Oral et al investigated the role of isoproterenol to assess the inducibility of paroxysmal AF during catheter ablation.34 They enrolled 80 patients with a history of paroxysmal AF and 20 healthy controls receiving an incremental dosage of isoproterenol starting at 5 µg/min followed by 10, 15, and 20 µg/min every 2 minutes or until AF was induced. They induced AF in 84% of patients with AF but in only one of the control subjects (5%). They revealed inducibility of vagotonic AF in 88%, adrenergic AF in 100%, and nonspecific AF in 79%. Overall sensitivity was 88%, and specificity was 95% for induction of AF in patients with paroxysmal AF regardless of the clinical subtype.

In the case of vagally induced AF, carotid sinus massage or ATP at a dosage of 10 to 20 mg can be useful to induce AF.2,35

Oral et al were able to demonstrate the value of isoproterenol infusion after catheter ablation of paroxysmal AF in predicting clinical outcome more accurately compared with the widely used rapid atrial pacing.36

ATP also can be used for the same purpose.37 Ninomiya et al used 30 mg of ATP after isolation of all four pulmonary veins during isoproterenol infusion in 21 patients with AF. In all patients, electrical isolation was achieved initially.
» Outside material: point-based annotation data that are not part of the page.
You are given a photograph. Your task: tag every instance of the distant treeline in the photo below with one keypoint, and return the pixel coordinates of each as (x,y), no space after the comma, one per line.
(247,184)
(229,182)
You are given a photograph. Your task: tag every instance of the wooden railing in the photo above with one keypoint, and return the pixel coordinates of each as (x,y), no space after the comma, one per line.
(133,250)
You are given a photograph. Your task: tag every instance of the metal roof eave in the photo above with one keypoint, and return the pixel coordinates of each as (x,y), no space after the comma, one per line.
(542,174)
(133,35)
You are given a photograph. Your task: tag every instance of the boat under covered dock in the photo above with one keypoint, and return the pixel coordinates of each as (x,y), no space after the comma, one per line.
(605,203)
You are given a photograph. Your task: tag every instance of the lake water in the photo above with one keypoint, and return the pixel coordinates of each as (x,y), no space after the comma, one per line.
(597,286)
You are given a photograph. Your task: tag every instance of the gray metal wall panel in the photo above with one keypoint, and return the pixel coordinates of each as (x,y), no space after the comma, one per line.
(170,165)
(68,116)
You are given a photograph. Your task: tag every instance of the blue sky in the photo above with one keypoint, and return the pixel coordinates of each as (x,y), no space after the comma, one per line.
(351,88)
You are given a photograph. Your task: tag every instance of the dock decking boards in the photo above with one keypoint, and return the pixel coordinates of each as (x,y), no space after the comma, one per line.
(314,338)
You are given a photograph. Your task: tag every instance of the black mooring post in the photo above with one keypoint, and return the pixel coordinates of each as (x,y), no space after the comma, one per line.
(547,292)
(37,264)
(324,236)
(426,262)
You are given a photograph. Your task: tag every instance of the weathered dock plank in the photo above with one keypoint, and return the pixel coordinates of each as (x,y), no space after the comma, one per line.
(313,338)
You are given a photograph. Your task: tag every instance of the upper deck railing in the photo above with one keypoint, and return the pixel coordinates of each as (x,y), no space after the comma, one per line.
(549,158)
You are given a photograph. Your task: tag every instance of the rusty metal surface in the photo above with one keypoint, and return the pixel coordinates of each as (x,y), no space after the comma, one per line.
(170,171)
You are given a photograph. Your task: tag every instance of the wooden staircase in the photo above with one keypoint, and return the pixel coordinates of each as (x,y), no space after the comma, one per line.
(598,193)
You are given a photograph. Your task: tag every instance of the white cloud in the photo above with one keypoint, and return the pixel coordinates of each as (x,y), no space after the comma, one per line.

However, spontaneous reconduction was observed in 12 pulmonary veins, with 8 more pulmonary veins showing re-conduction only after ATP administration. Thus their results indicated the usefulness of ATP to detect early reconduction after pulmonary vein isolation.

Arentz et al performed a study on 29 patients with paroxysmal or persistent AF who underwent pulmonary vein isolation.38 They used adenosine at a dose of 12 to 18 mg injected after the successful isolation of pulmonary veins to unmask the so-called dormant conduction, that is, restored conduction through a previously isolated pulmonary vein. Adenosine induced transient conduction in 25% of successfully isolated pulmonary veins. However, a second EPS was performed in 14 patients that revealed a non-significant higher rate of restored conduction in previously “adenosine-positive” pulmonary veins. To identify the potential underlying mechanism, Datino and coworkers studied the effects of adenosine on canine pulmonary veins.39 They illustrated that adenosine selectively hyperpolarized canine pulmonary veins by increasing the inward rectifier potassium current IKAdo, restoring the excitability of isolated pulmonary veins with dormant conduction.

Further studies are needed to evaluate the safety, reliability, and usefulness of ATP and adenosine in predicting clinical outcome after pulmonary vein isolation in a larger cohort of patients.